A request trying to read data from a tablet at a particular hybrid time needs to make sure that no changes happen in the tablet with timestamps lower than the read timestamp, which could lead to an inconsistent result set. The need to read from a tablet at a particular timestamp arises during transactional reads across multiple tablets. This condition becomes easier to satisfy due to the fact that the read timestamp is chosen as the current hybrid time on the YB-TServer processing the read request, so hybrid time on the leader of the tablet we're reading from immediately gets updated to a value that is at least as high as than the read timestamp. Then the read request only has to wait for any relevant entries in the Raft queue with timestamps lower than the read timestamp to get replicated and applied to RocksDB, and it can proceed with processing the read request after that.
Supported isolation levels
YugabyteDB supports two transaction isolation levels -
SNAPSHOT (which is mapped to the SQL isolation level
REPEATABLE READ) and
SERIALIZABLE (which maps to the SQL isolation level of the same name). Read more about isolation levels in YugabyteDB .
Just as with PostgreSQL, YugabyteDB provides various lock modes to control concurrent access to data in tables. These modes can be used for application-controlled locking in situations where MVCC does not give the desired behavior. Read more about explicit locking in YugabyteDB .
NoteThe architecture section covers the set of explicit locking modes currently supported by YugabyteDB. The plan is to cover most of the locking modes supported by PostgreSQL over time.
Transactions execution path
End user statements map to one of the following types of transactions inside YugabyteDB. The mapping of the user statements to transaction types is done seamlessly, the user does not need to be aware of the different types of transactions.
The transaction manager of YugabyteDB automatically detects transactions that update a single row (as opposed to transactions that update rows across tablets or nodes). In order to achieve high performance, the updates to a single row directly update the row without having to interact with the transaction status tablet using the single row transaction path, also called the fast path. Read more about the single row transactions IO path .
NoteBecause single row transactions do not have to update the transaction status table, they are much higher in performance than distributed transactions discussed in the next section.
Below is list of single-row SQL statements that map to single row transactions.

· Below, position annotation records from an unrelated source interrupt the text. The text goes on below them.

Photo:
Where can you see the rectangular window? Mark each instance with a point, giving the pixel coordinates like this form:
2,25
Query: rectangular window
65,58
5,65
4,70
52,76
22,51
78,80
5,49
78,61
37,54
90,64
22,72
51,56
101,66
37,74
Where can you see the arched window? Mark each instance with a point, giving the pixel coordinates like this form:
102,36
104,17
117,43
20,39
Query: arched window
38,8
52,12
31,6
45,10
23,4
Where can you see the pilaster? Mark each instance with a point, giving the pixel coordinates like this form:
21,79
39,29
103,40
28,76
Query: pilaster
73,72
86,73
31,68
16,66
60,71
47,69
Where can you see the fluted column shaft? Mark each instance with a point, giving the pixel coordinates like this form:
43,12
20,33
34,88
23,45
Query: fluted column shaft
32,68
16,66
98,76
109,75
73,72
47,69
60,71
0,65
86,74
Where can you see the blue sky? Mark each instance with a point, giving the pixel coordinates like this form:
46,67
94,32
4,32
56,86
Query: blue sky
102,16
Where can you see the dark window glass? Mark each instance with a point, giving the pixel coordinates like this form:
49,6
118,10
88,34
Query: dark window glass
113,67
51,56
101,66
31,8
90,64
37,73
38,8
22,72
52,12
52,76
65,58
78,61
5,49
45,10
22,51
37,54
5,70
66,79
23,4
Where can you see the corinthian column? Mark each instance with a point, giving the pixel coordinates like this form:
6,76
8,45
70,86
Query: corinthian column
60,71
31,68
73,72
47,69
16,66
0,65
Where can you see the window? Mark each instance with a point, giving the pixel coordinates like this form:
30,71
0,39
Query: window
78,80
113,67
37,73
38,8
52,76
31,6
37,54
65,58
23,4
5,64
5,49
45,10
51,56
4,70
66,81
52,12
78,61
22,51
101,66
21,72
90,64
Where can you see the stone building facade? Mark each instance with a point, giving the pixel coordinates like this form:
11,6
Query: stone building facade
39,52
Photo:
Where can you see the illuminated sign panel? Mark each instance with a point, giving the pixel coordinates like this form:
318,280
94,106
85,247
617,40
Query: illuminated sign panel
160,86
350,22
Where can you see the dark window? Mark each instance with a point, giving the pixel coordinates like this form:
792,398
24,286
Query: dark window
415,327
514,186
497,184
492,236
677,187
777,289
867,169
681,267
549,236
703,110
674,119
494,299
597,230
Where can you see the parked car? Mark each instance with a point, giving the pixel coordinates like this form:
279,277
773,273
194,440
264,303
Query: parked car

INSERT INTO table (columns) VALUES (values);
UPDATE statements that specify all the primary keys**
UPDATE table SET column = <new value> WHERE <all primary key values are specified>;
Single-row upsert statements using
ON CONFLICT. Note that the updates performed in case the row exists should match the set of values that were specified in the insert clause.
INSERT INTO table (columns) VALUES (values) ON CONFLICT DO UPDATE SET <values>;
DELETE statements that specify all the primary keys
DELETE FROM table WHERE <all primary key values are specified>;
A transaction that impacts a set of rows distributed across multiple tablets (which would be hosted on different nodes in the most general case) use the distributed transactions path to execute transactions. Implementing distributed transactions in YugabyteDB requires the use of a transaction manager that can coordinate the various operations that are a part of the transaction and finally commit or abort the transaction as needed. Read more about the distributed transactions IO path .
NoteYugabyteDB's distributed ACID transaction architecture is inspired by Google Spanner.